• Revisiter le bac de français

     

    Revisiter le bac de français

    "Vous allez devoir faire une revisite... du bac de français!"

     

    D'après les annonces concernant la réforme du bac, le bac de français existera toujours en 2021, avec un oral et un écrit.

    On a bien cru que l'oral allait disparaître, mais finalement, on aura droit à deux épreuves "revisitées". 

    Si "revisite" il y a, voici trois recettes possibles, de la moins au plus souhaitable.

     

    1| Un bac light : plus rien dans l'assiette !

    Le plus gros risque est là. On maintient l'oral, mais on rompt la tradition centenaire qui voulait qu'on y fasse l'explication d'un texte.

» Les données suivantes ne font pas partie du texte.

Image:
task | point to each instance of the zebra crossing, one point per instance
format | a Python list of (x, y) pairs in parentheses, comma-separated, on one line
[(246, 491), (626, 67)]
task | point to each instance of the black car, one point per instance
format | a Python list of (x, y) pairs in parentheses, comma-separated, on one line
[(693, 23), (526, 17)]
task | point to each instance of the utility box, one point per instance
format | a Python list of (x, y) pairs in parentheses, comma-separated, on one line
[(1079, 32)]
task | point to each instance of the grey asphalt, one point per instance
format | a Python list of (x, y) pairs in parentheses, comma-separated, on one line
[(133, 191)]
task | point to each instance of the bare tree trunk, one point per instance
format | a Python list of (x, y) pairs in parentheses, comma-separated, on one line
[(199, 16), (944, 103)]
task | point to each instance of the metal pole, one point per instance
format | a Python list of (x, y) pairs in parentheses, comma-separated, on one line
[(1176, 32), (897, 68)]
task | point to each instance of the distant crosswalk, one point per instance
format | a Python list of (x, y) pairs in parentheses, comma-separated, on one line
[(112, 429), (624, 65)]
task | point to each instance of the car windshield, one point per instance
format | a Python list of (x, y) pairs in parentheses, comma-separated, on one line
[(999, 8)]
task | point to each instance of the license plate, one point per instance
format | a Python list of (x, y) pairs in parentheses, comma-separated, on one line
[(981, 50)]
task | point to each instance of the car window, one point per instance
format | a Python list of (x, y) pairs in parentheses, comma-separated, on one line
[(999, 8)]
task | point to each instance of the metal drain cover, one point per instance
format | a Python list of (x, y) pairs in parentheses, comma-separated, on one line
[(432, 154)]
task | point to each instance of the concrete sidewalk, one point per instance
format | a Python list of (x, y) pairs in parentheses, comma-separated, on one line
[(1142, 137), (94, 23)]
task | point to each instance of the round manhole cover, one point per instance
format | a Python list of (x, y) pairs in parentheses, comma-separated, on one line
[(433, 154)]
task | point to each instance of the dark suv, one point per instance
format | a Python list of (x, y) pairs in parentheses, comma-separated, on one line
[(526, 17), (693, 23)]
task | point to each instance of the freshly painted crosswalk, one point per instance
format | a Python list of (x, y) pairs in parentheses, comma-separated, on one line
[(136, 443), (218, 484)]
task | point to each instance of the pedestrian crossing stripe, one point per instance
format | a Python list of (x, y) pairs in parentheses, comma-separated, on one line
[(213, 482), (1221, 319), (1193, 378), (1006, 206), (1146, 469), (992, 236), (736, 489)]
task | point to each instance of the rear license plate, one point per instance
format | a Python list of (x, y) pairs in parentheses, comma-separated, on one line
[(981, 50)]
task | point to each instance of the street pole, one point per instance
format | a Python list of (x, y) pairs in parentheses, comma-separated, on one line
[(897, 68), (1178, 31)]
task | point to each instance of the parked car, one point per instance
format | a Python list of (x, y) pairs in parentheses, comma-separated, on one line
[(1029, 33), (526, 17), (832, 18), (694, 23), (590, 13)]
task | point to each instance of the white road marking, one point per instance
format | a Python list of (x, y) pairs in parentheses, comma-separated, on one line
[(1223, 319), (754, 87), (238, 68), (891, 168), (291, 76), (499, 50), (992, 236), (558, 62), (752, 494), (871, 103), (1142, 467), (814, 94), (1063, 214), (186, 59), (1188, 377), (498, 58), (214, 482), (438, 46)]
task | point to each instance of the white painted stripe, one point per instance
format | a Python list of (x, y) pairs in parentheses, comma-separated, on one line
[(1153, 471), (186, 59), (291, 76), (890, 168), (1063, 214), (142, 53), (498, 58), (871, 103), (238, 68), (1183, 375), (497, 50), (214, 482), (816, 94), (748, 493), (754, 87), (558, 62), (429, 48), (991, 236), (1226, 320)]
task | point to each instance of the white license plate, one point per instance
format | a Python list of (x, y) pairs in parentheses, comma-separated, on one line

    On la remplace par une discussion sur ce qui a été fait dans l'année, avec éventuellement comme support un port-folio des écrits produits et des réflexions menées dans l'année. C'est grosso modo ce que l'Association Française des Enseignants de Français (l'AFEF) propose.

    On oublie ce faisant que c'est quelque chose qui se fait déjà plus ou moins dans la deuxième partie de l'épreuve orale, le fameux "entretien". Résultat, pas vraiment d'enjeu intellectuel le jour de l'épreuve, rien à produire : tout est déjà fait, il n'y a plus qu'à dire. On réchauffe simplement les plats préparés pendant l'année.

    Quant à l'écrit, finis le commentaire et la dissertation, remplacés par des écrits de synthèse et d'argumentation, moins bien définis. On ne garde que l'écrit d'invention (créer un texte littéraire). Dans ce cas de figure, le "corpus" de textes fourni aux candidats gagne en importance puisque les deux premiers types d'écrits reposeront en grande partie sur eux. 

    C'est la pire des recettes, puisque le corpus, c'est le mal (et un piège à élèves en difficulté comme on n'en fait plus : demandez à leur mémoire à court terme, saturée par les informations complexes à traiter...)

    Et tout cela sur le dos de l'explication de texte, sous sa forme orale comme sous sa forme écrite, qui est pourtant une tradition française très précieuse et dont il faudrait se donner les moyens de la revivifier, au lieu de l'abandonner en rase campagne comme cela risque d'être le cas.

     

    2| Un bac déstructuré : mais qu'est-ce que c'est que cette matière ?

    L'AFEF propose aussi une conception des sujets totalement incompréhensible : 

    C’est pourquoi nous proposons que les épreuves écrites de français, s’appuyant toujours sur un corpus littéraire, soient réimaginées autour de trois formes d’écriture : de synthèse, argumentative et littéraire, dans deux exercices qui combineraient chacun au moins deux de ces formes d’écriture. Ils sont à inventer, en concertation.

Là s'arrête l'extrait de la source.